This glimpse of the Region’s namesake, Kateri Tekakwitha, is from a presentation given at St. Joseph-St. Patrick Church, Utica, in 2012 by Beth Lynch, then-museum manager at the Shrine of Our Lady of Martyrs at Auriesville, NY (also known as the Shrine of North American Martyrs and birthplace of St. Kateri Tekakwitha).
“It all started with the Franciscans,” according to Beth Lynch, former museum manager at the Shrine of North American Martyrs at Auriesville.
The friars came to the adventurous wilderness of North America in the 17th century and were overwhelmed at the immense task of evangelizing the New World. So they invited the Jesuits, whom the Mohawks would call the “black robes” and then martyr at the present-day Shrine at Auriesville.
“Since the Mohawks were the first to shed the blood of the missionaries,” Beth Lynch quoted one author, “…so they were the first to share the fruits of the faith.”
Some ten years after St. Isaac Jogues and companions were martyred, Kateri was born at Auriesville. Her Algonquin mother was already a Christian and her father, a Mohawk chief, was a non-believer. So Kateri was born to conflict on more than one level — the conflict of faith with her parents and the conflict of on-going savage encounters with Europeans and other tribes.
Even so, her happy parents named her Sunshine. It wasn’t until a few years later — after smallpox killed her parents and left her scarred and partially blind, and after her uncle-turned-chief adopted her — that the Mohawks started calling her Tekakwitha, or one who gropes about and bumps into things.

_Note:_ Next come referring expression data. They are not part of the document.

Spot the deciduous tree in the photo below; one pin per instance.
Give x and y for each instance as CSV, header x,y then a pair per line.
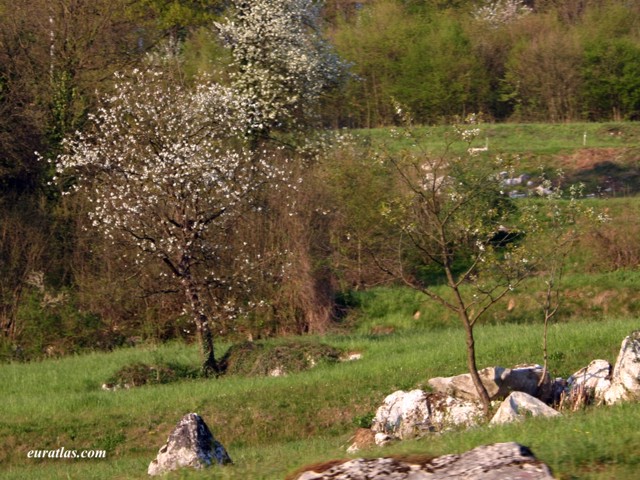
x,y
166,169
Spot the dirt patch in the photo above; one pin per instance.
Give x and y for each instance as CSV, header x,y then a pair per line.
x,y
258,359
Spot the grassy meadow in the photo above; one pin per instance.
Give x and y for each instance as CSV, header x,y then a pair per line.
x,y
271,426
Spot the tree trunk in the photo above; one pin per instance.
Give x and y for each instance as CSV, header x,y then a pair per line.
x,y
205,336
483,395
472,366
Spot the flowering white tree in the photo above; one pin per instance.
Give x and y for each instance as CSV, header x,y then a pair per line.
x,y
165,167
501,12
281,63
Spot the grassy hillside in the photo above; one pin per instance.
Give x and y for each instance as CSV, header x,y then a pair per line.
x,y
604,156
273,425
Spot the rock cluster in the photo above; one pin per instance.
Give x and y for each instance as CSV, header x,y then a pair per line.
x,y
491,462
522,390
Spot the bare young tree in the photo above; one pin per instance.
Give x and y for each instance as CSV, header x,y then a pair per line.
x,y
166,168
280,61
451,216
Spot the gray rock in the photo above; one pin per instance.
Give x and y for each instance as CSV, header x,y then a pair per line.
x,y
190,444
625,381
518,405
411,414
499,461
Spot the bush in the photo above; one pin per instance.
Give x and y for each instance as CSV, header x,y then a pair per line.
x,y
255,359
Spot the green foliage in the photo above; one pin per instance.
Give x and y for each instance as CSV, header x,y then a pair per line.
x,y
611,74
138,374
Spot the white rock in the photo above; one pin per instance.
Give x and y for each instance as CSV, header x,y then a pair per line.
x,y
412,414
625,381
518,405
190,444
498,381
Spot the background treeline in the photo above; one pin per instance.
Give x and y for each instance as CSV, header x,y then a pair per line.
x,y
557,61
63,288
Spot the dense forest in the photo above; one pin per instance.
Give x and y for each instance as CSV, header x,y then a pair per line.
x,y
63,288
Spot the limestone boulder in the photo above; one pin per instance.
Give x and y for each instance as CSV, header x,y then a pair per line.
x,y
498,381
625,379
412,414
190,444
519,405
492,462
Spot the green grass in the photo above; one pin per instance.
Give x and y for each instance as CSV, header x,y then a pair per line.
x,y
525,139
272,425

When she was 10, French soldiers and hostile natives from Canada destroyed Mohawk strongholds on the south bank of the Mohawk River, including her village. So they moved across the river to the present-day Fonda area — on the site of the Franciscan-run National Kateri Shrine. The Iroquois then agreed to allow the “black robes” to come among them.
Despite being intimidated by other Mohawks, Kateri grew in faith. “She was so drawn to her mother’s Christian faith,” and to other Christian Mohawks, Beth said.

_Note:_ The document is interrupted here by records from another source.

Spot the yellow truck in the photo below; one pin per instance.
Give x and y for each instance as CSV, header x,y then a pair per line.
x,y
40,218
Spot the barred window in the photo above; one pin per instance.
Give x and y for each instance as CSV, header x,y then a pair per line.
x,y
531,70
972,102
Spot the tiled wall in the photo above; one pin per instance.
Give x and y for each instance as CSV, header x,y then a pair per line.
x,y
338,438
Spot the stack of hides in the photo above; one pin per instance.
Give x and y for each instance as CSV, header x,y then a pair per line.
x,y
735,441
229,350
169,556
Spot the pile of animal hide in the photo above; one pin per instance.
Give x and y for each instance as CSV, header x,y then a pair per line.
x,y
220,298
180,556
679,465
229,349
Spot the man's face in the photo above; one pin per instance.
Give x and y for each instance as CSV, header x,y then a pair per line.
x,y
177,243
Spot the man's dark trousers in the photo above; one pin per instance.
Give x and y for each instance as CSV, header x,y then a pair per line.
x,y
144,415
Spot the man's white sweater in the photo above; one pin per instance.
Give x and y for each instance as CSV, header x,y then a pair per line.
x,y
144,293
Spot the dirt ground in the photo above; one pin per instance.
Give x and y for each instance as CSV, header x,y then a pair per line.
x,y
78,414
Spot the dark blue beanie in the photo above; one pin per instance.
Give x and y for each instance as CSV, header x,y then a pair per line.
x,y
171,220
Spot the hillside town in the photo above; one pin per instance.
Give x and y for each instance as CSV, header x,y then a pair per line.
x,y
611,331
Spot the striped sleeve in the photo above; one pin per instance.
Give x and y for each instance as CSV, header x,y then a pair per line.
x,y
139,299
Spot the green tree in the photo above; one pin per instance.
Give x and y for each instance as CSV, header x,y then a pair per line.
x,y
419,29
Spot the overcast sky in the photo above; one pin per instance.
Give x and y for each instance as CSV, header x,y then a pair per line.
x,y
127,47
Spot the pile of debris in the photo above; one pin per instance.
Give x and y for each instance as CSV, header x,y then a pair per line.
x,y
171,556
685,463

She spent a lot of time by herself, Beth noted, and developed a sense of prayer and communion with the Great Spirit. The missionaries “saw right away” something special in Kateri. The Jesuits were now teaching her the Catholic faith. One wrote: “She learned more in a week than others learned in several years.”
Beth added: “The most menial task was exalted by her…That’s the key, right there.” Like Mother Teresa, she was “doing the most ordinary tasks with extraordinary love.”

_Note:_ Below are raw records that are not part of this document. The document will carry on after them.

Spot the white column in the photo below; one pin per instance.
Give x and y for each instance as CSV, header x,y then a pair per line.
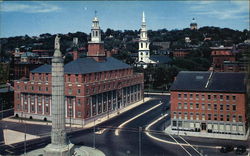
x,y
28,103
66,106
73,109
36,103
50,104
22,105
43,104
91,106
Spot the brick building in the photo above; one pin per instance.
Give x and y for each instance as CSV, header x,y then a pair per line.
x,y
94,86
211,102
27,61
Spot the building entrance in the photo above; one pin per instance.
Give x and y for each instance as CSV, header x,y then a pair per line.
x,y
203,126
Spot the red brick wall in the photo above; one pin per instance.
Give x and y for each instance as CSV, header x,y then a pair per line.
x,y
96,49
240,104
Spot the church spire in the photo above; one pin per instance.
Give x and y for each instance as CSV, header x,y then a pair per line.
x,y
57,52
144,54
143,18
95,30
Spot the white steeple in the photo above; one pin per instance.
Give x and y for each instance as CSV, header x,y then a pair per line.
x,y
95,30
57,53
143,53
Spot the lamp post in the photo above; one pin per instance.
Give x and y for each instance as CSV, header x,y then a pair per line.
x,y
140,130
94,132
25,137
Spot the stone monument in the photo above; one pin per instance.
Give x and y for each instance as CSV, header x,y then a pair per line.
x,y
60,145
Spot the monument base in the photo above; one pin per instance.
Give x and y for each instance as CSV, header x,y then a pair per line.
x,y
54,150
71,150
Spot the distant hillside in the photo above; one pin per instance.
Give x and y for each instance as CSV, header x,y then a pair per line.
x,y
126,40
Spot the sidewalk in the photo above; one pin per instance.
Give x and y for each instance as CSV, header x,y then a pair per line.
x,y
19,136
90,124
168,130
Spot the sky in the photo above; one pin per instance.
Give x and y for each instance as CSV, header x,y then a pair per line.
x,y
36,17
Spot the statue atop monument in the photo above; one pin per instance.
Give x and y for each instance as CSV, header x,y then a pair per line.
x,y
57,42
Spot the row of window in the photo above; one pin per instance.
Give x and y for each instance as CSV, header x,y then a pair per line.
x,y
208,106
40,88
197,116
198,96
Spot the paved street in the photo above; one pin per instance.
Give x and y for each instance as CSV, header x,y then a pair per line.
x,y
128,140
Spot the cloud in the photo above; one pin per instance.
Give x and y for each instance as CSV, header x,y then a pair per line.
x,y
35,7
222,10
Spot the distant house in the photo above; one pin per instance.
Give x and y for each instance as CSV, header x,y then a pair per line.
x,y
181,53
164,47
221,54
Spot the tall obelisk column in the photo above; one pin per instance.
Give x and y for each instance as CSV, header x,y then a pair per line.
x,y
59,145
58,134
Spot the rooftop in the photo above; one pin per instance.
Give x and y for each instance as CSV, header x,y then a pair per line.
x,y
86,65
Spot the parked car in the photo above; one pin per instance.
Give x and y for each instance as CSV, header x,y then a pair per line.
x,y
240,149
226,148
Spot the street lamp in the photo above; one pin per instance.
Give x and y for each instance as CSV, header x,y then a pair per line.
x,y
140,130
94,132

Kateri’s mysticism was developing. She decided to remain a virgin. She pondered the mystery of the sacraments. “She sensed there was something so big. She wanted it.”
The missionaries described her prayer as contemplative. “She prayed with her heart,” Beth said.
She was finally baptized at age 20 on Easter in 1676. Then, fearing for her safety, the missionaries eventually arranged to have her flee to a village of Christian natives in Canada.
She offered up her pain and suffering for the good of the community as her health deteriorated. She spent time in prayer and performing acts of charity. In fact, Beth noted, Kateri “gathered a group of women about her and encouraged them to do acts of charity anonymously.”
By the time she was on her deathbed (at a young 24), everyone in the village knew she was holy, Beth said. Upon her death, it was recorded that she whispered the names of Jesus and Mary, her smallpox scars miraculously disappeared, and healings of others occurred.
What does Kateri’s life mean today?
Her fervent desire drew her even closer to God, Beth said. “You really have to want it.”
Pointing to Kateri’s ordinariness, she suggested God was using that “to make all of us holy.”
Kateri was canonized a saint of the Roman Catholic Church on Oct. 21, 2012, along with another upstate New York native – Mother Marianne Cope, OSF, who grew up in Utica in the mid-1800s, became a Franciscan sister and went on to serve the lepers of Molokai in Hawaii.